Il Parlamento europeo ha approvato un rafforzamento della tutela per le denominazioni lattiero-casearie dopo aver autorizzato l’uso del termine hanburger anche per quelli sintetici

di Micaela Cappellini

(Adobe Stock)

3' di lettura

Quel che non è riuscito ai produttori di carne, è riuscito a quelli di latte. Dopo aver definitivamente autorizzato l’uso del termine “hamburger” anche per quelli vegetali e sintetici, il Parlamento europeo ha cambiato rotta e in sessione plenaria ha invece approvato un rafforzamento della tutela almeno per le denominazioni lattiero-casearie.

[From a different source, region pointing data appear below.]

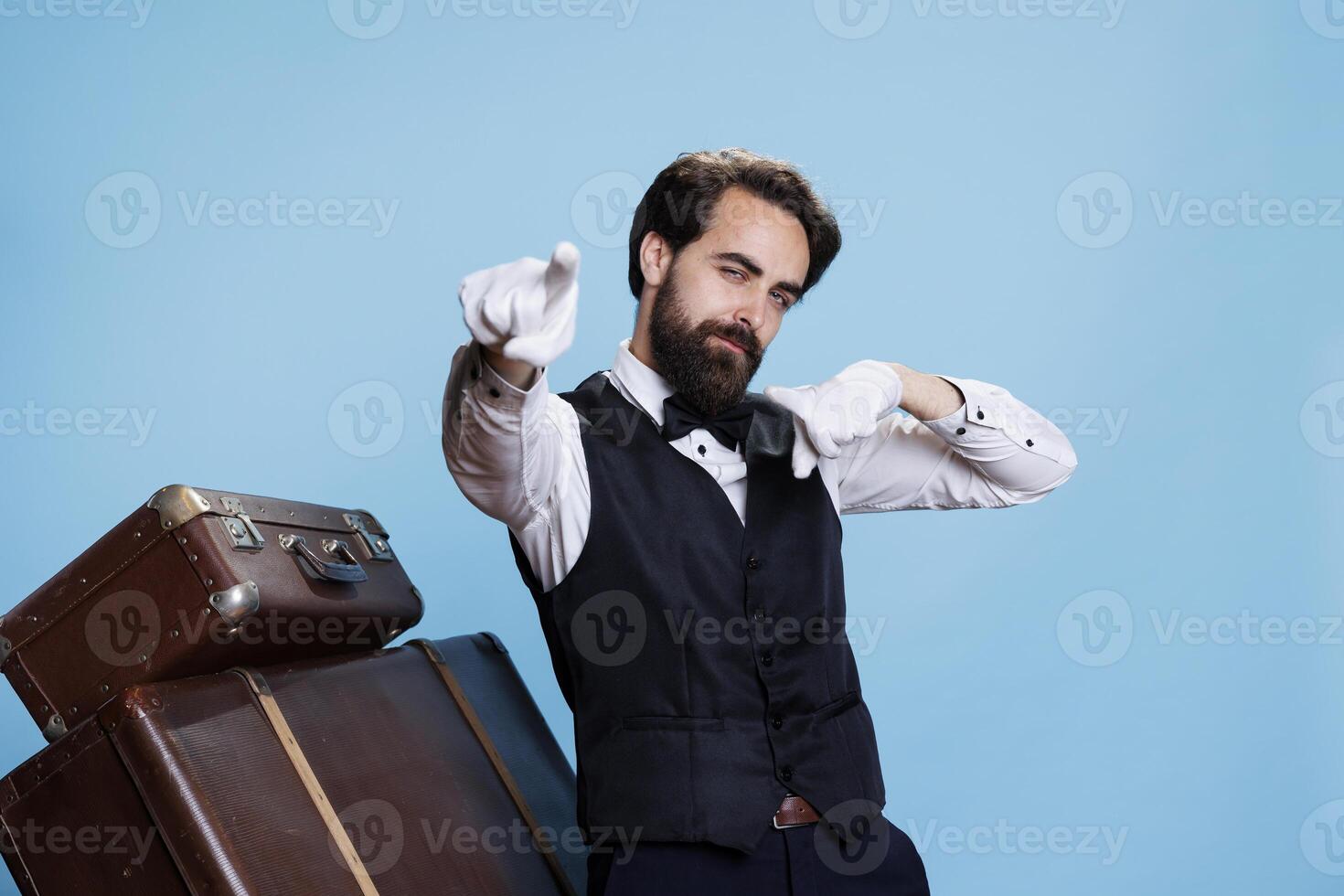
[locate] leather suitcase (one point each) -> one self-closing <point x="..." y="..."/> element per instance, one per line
<point x="343" y="776"/>
<point x="199" y="581"/>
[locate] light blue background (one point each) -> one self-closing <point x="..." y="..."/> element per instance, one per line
<point x="1218" y="493"/>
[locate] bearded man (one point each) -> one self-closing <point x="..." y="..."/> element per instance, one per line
<point x="680" y="535"/>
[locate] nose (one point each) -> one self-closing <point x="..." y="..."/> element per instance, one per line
<point x="752" y="311"/>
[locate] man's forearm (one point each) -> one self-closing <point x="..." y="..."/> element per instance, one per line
<point x="519" y="374"/>
<point x="926" y="397"/>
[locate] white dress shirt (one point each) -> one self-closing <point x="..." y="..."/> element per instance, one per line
<point x="517" y="455"/>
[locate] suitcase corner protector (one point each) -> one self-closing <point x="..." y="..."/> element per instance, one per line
<point x="177" y="504"/>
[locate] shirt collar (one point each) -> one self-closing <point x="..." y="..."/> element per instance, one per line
<point x="644" y="384"/>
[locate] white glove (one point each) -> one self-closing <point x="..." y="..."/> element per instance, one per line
<point x="525" y="309"/>
<point x="837" y="412"/>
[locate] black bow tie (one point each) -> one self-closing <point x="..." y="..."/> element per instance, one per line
<point x="729" y="427"/>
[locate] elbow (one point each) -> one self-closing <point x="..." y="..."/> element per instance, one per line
<point x="1037" y="492"/>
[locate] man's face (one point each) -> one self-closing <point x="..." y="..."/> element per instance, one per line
<point x="731" y="285"/>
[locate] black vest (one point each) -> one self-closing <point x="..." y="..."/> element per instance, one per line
<point x="706" y="663"/>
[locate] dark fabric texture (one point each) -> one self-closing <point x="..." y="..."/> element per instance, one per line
<point x="706" y="663"/>
<point x="729" y="427"/>
<point x="788" y="863"/>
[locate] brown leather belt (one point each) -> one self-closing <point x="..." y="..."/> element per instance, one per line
<point x="794" y="812"/>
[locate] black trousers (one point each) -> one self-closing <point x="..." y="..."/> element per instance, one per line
<point x="795" y="861"/>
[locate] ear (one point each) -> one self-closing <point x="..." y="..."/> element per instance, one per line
<point x="655" y="258"/>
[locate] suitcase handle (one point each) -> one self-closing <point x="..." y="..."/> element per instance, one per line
<point x="349" y="571"/>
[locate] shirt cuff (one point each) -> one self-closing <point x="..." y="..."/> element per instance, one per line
<point x="992" y="415"/>
<point x="492" y="389"/>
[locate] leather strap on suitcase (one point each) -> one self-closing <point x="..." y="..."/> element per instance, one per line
<point x="506" y="775"/>
<point x="305" y="773"/>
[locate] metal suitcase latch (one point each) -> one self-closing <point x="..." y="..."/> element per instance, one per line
<point x="375" y="544"/>
<point x="240" y="529"/>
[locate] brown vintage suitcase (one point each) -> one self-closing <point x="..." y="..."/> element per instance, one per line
<point x="351" y="775"/>
<point x="199" y="581"/>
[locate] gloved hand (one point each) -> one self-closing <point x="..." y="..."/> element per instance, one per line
<point x="839" y="411"/>
<point x="525" y="309"/>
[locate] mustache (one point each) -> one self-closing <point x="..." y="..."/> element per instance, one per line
<point x="742" y="336"/>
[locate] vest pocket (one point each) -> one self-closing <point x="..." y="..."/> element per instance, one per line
<point x="835" y="707"/>
<point x="672" y="723"/>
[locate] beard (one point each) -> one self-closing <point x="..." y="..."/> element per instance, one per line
<point x="707" y="372"/>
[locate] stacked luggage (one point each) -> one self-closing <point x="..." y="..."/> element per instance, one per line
<point x="225" y="718"/>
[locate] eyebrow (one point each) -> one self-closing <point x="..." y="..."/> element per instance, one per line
<point x="750" y="263"/>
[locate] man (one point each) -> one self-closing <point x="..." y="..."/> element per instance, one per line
<point x="680" y="535"/>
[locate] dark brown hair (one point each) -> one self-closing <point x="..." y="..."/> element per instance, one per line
<point x="683" y="197"/>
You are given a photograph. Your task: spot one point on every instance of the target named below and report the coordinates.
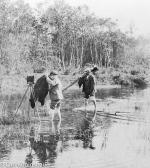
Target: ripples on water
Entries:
(113, 141)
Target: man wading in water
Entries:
(87, 81)
(55, 93)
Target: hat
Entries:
(53, 72)
(94, 68)
(87, 70)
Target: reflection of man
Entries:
(86, 133)
(87, 81)
(46, 147)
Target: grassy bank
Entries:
(13, 87)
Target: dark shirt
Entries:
(88, 84)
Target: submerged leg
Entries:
(95, 107)
(59, 113)
(86, 103)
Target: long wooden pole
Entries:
(75, 81)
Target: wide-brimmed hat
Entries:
(53, 72)
(95, 68)
(87, 70)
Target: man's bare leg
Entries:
(86, 103)
(95, 108)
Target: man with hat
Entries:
(87, 81)
(55, 93)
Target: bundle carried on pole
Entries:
(40, 89)
(75, 81)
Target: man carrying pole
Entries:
(55, 93)
(87, 81)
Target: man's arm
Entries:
(51, 82)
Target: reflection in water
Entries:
(86, 133)
(45, 146)
(116, 143)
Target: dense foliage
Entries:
(62, 37)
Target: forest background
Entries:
(67, 39)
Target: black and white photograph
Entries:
(74, 84)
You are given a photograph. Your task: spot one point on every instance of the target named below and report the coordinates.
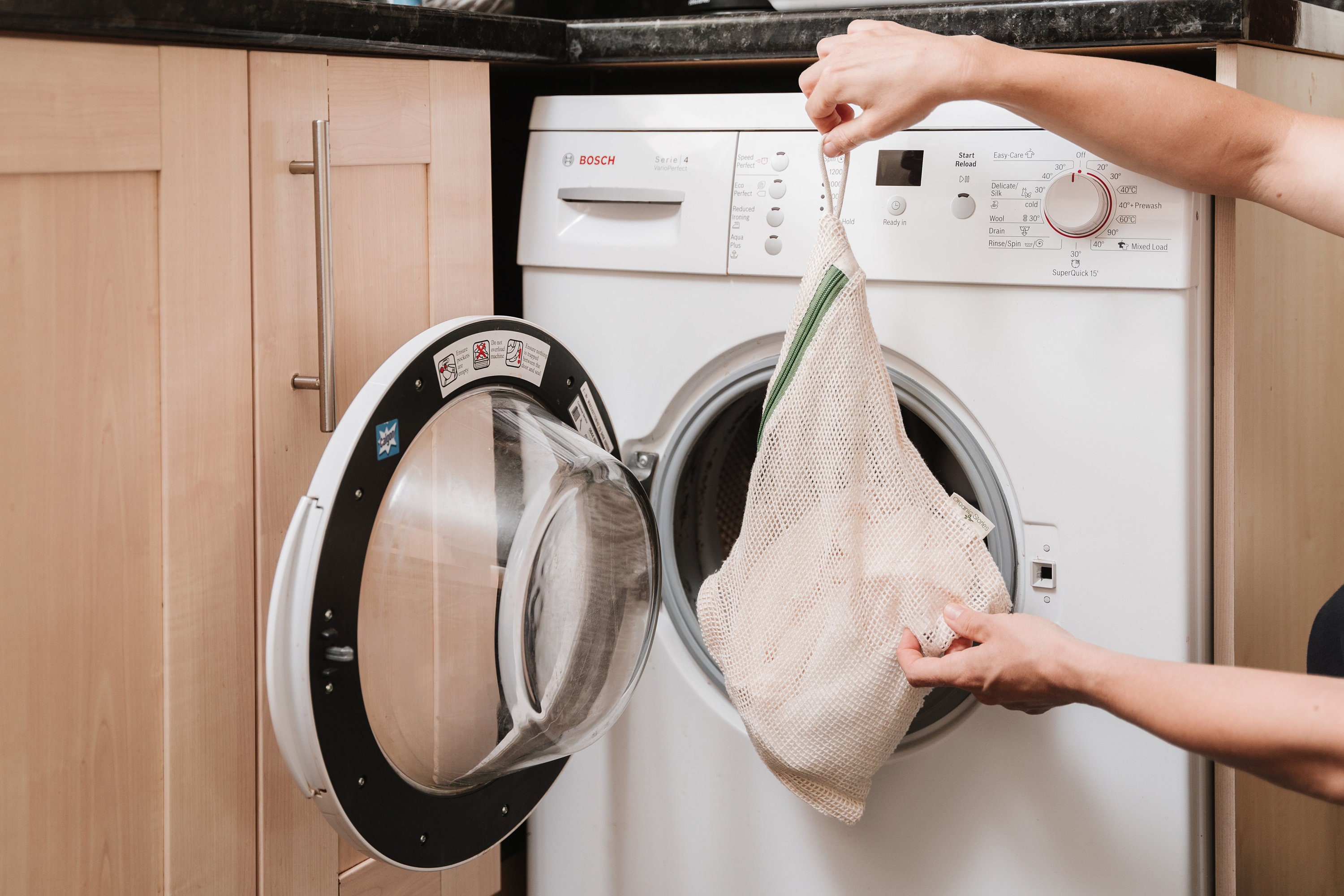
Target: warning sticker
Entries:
(971, 516)
(491, 354)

Da tempo nell’Unione europea non è possibile usare la parola “latte” associata alle bevande vegetali, come per esempio quelle di soia. Il voto dell’Europarlamento però va oltre, come spiega Paolo Zanetti, neoeletto presidente di Assolatte: «Strasburgo non si limita a confermare le norme in vigore, che già vietano l’uso improprio dei nomi tipici del latte: come burro, formaggio, yogurt o la stessa parola “latte”. Con questo voto si è deciso che bisogna vietare anche le evocazioni e le imitazioni: per esempio, l’uso di espressioni come “bevanda tipo latte” o “succedaneo del latte”». In poche parole, il tofu non potrà più essere definito un “formaggio vegetale”, così come su una bevanda di soia o di riso non può esserci scritto “succedaneo del latte”. «Quelle decise dal Parlamento Ue - dice ancora Zanetti - sono integrazioni rilevanti, che consentiranno una tutela delle denominazioni lattiere simile a quella prevista per le Dop e le Igp».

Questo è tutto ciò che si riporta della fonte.